19 May, 2009, Mourners at Sisli, Istanbul
19 May, 2009, Mourners at Sisli, Istanbul

Saylan was suffering since 19 years from breast cancer – all thoughout her relentless work for the education of the poor. At the end of last year, her physical condition worsened dramatically. Most of the last five months of her life, she had to spend in hospital undergoing chemotherapy. What may have weakend her more than her illness during this time, however, was the brutal harassment of the governing Islamist Justice and Development Party. A staunch secularist as she was, she had been a thorn in their flesh since long. Now she had to appear several times in front of public prosecutors and defend herself against the absurd accusation that she was a conspirator planing a military coup against the government. In the second week of April, when her doctors allowed her to spend a weekend at home, the right wing camp used the opportunity to deal a brutal blow to her. This very weekend, police raided her home and offices and Dr. Saylan, frail and sick unto death, had to watch helplessly how they confiscated and destroyed private and professional documents. Her colleagues were put under surveillance too, 17 offices of the CYDD were raided and scholarship documents of more than 500 girls vanished, who would not be able to get financial help now. In a statement on the CYDD’s website www.cydd.org.tr, Dr. Saylan insisted that the organisation supported neither a military coup nor Islamic law, but the secular ideals of Turkey's founding father Mustafa Kemal Ataturk. She clarified her position again in a live television interview and accused the government for the injustice meted out to her and her organisation. The public was shocked and outraged.

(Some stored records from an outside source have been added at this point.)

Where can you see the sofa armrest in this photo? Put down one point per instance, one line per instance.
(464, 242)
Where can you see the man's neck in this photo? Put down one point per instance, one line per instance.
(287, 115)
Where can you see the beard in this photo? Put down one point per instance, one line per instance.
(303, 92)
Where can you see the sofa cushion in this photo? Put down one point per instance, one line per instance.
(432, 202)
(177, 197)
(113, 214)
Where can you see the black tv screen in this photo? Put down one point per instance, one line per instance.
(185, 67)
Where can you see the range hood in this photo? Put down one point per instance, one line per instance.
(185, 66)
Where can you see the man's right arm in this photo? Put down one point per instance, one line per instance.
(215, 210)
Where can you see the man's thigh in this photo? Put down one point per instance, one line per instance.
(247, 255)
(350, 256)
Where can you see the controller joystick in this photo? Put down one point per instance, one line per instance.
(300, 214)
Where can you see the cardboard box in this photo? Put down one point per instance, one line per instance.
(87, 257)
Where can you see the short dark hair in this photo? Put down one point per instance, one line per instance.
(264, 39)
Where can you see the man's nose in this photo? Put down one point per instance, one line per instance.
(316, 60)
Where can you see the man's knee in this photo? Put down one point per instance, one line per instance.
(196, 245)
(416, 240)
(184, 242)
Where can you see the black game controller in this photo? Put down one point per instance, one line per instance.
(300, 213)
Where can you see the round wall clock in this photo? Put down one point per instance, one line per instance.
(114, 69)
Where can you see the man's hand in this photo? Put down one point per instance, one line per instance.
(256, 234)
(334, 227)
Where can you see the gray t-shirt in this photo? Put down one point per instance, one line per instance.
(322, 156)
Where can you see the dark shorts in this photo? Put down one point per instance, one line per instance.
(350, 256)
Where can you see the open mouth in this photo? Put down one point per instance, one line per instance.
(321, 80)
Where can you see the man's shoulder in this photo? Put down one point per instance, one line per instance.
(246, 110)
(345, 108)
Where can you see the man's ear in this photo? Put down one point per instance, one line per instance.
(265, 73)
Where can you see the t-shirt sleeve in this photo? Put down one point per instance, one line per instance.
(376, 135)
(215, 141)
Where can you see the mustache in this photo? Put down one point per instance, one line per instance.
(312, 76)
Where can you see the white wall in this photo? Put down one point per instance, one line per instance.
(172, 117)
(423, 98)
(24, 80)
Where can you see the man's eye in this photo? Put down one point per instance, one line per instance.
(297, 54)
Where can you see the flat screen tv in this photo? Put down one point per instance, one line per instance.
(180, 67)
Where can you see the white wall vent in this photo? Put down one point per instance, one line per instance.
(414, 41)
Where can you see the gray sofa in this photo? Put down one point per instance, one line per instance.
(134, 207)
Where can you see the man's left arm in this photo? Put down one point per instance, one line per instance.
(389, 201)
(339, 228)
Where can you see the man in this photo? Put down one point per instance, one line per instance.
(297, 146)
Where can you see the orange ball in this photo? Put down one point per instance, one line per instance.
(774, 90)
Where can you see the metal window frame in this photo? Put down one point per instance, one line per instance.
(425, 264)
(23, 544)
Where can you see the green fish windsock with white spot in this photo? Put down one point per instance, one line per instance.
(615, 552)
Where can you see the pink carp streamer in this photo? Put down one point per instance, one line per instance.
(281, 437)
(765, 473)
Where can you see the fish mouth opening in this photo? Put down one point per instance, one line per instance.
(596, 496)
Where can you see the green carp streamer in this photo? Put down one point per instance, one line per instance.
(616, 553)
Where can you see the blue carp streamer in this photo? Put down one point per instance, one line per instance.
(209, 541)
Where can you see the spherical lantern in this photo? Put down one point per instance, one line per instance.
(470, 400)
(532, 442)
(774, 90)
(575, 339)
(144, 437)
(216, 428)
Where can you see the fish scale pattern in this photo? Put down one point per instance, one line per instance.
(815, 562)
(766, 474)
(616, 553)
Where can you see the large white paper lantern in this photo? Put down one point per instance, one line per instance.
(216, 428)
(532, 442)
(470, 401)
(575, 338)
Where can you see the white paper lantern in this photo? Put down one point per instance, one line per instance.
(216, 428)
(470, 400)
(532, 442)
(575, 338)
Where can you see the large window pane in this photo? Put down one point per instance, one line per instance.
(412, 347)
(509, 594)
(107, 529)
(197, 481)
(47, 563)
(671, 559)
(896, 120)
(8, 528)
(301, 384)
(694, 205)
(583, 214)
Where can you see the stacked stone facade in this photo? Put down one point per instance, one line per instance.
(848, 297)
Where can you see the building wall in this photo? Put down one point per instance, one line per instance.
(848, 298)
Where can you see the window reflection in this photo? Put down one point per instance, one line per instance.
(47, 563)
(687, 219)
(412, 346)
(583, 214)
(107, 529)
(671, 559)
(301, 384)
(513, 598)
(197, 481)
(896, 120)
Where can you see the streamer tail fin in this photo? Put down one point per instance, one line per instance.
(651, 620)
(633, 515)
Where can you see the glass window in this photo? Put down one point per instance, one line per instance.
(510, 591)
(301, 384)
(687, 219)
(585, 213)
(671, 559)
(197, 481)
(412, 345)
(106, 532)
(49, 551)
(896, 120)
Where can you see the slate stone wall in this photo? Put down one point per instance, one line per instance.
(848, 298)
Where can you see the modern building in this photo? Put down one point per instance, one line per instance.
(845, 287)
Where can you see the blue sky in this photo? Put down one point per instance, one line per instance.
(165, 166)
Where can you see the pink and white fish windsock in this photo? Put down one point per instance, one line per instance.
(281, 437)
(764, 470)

Fury againt the government and the emphatic avowal of secularism resounded during Turkan Saylan’s funeral and made it a political event. Besides gratitude and respect shown to her as a doctor fighting leprosy and an educationist fighting poverty and gender inequality, she was celebrated as an icon of secularist resistance against the onslaught of Islamic fundamentalism. “When her activities are considered to support a coup, then all of us are ‘coupistas’!”, said Aysel Celikel under thunderous applause. “Turkey is secular and will stay secular!” people were chanting again and again in the streets. The army sent a wreath with the inscription “We are all Ataturk’s soldiers”, and the national flag was draped around her coffin. The government did not dare to send any representative and kept mum.